During a meeting with the trustees this month, Cole said he had concerns about “some ambiguity” related to the banned books and said the selection of ideas and materials for displays didn’t seem to have any relationship to a policy the trustees had adopted.

“It’s like a free-for-all. It just seemed like it was employees doing as they please, on town time and town dime,” Cole said during the meeting, according to the Rumford Falls Times.

A month before that meeting, the board of trustees had adopted its policy for exhibits and displays because of the repeated questions about the banned book display. The policy says that the library director must approve all materials that will be displayed, local organizations can request space for exhibits or displays, and all displays in the children’s library must be of interest to and appropriate for children.

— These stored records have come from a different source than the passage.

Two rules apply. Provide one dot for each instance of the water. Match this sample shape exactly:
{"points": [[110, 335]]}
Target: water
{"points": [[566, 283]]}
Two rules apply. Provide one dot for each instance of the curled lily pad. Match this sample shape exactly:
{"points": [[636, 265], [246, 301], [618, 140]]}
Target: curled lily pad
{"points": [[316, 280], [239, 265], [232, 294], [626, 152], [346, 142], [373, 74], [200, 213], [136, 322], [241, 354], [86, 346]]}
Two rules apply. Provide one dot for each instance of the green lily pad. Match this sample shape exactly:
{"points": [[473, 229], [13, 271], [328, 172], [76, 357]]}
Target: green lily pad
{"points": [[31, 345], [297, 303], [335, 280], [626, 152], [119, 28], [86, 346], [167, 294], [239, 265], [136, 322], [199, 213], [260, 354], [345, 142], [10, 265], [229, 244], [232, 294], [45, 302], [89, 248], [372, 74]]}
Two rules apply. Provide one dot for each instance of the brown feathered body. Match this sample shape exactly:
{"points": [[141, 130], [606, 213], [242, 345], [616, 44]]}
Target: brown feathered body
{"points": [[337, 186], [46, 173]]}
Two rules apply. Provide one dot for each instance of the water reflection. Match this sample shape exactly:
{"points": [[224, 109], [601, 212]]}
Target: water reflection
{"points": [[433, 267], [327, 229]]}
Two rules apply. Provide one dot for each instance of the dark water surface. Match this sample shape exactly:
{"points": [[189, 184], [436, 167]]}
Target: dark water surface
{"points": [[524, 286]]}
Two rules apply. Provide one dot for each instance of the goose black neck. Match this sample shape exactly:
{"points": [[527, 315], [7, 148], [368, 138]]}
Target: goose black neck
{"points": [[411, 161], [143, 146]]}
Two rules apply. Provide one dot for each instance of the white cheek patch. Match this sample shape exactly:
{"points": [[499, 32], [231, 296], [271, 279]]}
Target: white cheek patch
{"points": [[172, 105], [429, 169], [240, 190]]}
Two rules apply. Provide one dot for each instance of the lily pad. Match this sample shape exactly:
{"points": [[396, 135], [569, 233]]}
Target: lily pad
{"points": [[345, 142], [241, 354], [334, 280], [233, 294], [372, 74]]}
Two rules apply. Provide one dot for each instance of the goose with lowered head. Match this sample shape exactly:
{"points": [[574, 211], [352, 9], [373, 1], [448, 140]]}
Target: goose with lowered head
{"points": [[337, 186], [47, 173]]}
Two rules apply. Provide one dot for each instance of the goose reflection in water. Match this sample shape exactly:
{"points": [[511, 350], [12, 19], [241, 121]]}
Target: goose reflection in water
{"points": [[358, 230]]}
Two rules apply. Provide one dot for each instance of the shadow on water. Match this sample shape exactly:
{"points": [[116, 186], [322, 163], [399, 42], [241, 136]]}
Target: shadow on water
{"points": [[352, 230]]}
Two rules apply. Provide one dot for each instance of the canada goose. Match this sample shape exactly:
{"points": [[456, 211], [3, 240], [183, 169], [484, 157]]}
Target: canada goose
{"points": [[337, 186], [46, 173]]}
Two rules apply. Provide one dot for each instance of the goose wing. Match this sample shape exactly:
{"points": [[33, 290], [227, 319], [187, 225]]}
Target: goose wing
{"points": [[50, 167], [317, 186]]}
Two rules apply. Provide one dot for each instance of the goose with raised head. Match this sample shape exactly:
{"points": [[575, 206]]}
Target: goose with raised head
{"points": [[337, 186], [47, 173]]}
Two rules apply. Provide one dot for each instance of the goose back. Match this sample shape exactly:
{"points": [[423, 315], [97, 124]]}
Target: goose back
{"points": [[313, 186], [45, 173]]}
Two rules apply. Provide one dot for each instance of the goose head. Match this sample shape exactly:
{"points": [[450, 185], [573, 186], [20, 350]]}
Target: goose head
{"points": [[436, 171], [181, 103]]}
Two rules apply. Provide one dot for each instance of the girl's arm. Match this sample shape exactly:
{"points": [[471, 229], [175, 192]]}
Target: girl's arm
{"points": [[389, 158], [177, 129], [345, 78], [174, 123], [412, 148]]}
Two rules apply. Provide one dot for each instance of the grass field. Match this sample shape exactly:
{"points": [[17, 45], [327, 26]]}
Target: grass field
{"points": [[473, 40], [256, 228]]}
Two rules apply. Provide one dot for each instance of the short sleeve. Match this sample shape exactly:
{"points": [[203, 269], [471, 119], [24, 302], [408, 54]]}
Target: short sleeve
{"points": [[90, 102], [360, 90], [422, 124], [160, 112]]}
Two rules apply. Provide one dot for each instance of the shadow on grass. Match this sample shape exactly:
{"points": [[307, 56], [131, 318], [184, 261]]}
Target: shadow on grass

“As the library endeavors to present a broad spectrum of ideas and a variety of viewpoints, materials exhibited do not necessarily represent the views or imply the endorsement of the library trustees, administration or staff,” the policy says.

Cole said he is satisfied that the trustees adopted a policy for the displays and has no lingering concerns about politics at the library.

“It’s unfortunate me asking some reasonable questions triggered a wave of hostility. I’m sorry for that,” Cole said. “I think people have moved on.”

Butler also hopes people have moved on, but she knows there is always the possibility that people will bring up the same concerns again.

“We don’t know what will happen in September, but we will be addressing banned books again,” she said.